While Adam and Jazzie have undoubtedly grown closer through making Sumotherhood, another thing they share is their love for their ever-growing list of celebrity cameos. Ranging from Ed Sheeran to Jennifer Saunders, one scene after another is full of surprises — none more so than an appearance from the former leader of the Labour Party, Jeremy Corbyn.

“Jeremy's amazing. We spoke about it about a year prior to filming and he was just down for it. He just understood the comedy. He knew we weren't taking ourselves too seriously. I think he smashed it. I'm really proud of him.”

Regardless of who is on screen, the entire team is committed to the careful art of parody. Though it all seems like fun and games in the final product, a great deal of craft is put in to get it just right.

“I take each day as it comes. I just try and live each day and stay on a positive vibe,” Adam says about his ability to parody. “Doing this film has really kept me in a really good place. I felt really good for a long time. The reaction to Sumotherhood coming out has just been phenomenal. There's been a lot of love.”

The ongoing issue for all three creatives is the film's marketing as a parody of the ‘urban' genre.

“I hate using the term ‘urban' because it's now becoming a mainstream concept,” says Finn. “But the urban genre music is what everyone listens to on a daily basis. Film is slowly catching up with that. At the moment in the cinema, that choice of when you're spending whatever it is on a cinema ticket, there aren't those same options. It's a fundamental time right now for representation on the big screen, getting bums back on seats — look at Barbie and Oppenheimer. Cinema is back and we are so excited to be following on from those amazing weekends.”

“We've had so many films in this genre and a lot of it is always on the grimy side of London, the drama and the sad parts, the knife crime,” expands Adam. “I feel like what we wanted to do is turn it all on its head and have an action comedy.”

“A lot of the people who talk about the lifestyle and everything are the ones who have never even lived there,” concludes Jazzie. “They're living in their mansions and they're talking from a place where they don't really know. We've lived there and there are just so many good people. Times have changed. It's not like how it was back in the day. That's what we've tried to show everybody — it doesn't matter if you're young or old, whatever we all mix in, we win. I think that's the message that we're trying to send out with this movie.
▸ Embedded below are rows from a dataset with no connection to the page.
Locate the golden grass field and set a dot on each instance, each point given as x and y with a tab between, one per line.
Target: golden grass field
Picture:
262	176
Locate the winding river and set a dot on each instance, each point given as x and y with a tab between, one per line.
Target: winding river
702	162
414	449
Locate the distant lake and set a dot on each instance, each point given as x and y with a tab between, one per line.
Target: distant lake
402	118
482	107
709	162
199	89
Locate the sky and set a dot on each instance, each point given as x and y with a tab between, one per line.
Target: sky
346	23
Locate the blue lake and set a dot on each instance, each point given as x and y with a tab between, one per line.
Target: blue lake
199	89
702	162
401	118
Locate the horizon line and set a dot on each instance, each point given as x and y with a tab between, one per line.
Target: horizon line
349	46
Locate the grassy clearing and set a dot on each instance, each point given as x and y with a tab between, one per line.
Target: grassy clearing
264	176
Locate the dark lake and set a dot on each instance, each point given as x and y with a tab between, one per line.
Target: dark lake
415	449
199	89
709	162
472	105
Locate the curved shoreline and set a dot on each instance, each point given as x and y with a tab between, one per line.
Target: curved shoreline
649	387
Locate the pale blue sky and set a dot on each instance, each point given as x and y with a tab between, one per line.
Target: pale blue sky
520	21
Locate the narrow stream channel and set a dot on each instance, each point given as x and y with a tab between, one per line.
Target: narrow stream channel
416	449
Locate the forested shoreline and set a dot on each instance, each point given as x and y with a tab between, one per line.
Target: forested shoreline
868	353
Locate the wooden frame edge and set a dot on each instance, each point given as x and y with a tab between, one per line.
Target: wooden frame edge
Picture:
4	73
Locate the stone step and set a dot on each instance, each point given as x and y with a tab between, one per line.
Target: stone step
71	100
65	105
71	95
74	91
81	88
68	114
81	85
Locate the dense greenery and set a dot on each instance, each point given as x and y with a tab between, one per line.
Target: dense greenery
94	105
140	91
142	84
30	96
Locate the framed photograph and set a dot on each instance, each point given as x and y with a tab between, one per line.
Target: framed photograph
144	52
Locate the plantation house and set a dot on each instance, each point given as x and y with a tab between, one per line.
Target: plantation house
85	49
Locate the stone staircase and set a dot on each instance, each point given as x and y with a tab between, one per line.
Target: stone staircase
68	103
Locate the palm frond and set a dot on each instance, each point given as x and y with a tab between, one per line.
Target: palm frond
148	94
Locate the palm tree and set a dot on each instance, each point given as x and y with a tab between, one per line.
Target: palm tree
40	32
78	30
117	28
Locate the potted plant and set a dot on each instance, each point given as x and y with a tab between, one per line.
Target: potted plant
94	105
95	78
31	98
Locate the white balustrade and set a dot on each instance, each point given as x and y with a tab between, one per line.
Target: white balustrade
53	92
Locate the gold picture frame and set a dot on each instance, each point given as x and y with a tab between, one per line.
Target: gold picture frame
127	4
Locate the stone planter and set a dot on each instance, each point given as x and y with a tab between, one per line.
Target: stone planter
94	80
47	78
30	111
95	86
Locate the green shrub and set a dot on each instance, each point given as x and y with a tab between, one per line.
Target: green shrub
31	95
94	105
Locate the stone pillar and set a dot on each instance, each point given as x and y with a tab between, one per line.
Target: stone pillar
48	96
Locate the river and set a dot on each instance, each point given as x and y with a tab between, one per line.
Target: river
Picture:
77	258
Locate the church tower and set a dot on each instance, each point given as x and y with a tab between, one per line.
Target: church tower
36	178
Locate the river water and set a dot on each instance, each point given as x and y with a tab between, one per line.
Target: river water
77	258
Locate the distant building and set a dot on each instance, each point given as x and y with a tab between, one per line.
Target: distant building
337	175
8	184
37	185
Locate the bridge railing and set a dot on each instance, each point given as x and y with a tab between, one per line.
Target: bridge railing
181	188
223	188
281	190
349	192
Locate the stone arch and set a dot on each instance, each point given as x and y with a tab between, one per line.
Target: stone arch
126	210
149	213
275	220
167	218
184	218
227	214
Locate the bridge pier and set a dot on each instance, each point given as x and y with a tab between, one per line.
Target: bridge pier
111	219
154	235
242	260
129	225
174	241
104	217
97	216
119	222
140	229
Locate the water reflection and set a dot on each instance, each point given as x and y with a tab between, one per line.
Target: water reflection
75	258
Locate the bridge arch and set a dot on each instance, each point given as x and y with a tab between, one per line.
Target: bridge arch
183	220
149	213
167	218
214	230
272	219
This isn't your normal, typical ‘urban' film. This is a film, period.”

Regardless of taste or sense of humour, Sumotherhood is certainly the jolt of energetic electricity that the British film industry is in dire need of. But are there any other cinematic hoods on the horizon?

“I've always I've lived in the hood,” Adam says. “I do feel like you've got to write about what you know, and there are so many ideas based on the genre. For me, ideas are endless, but I definitely want to do different films. I want to be taken seriously as a director.”

Sumotherhood is in cinemas from 13th October.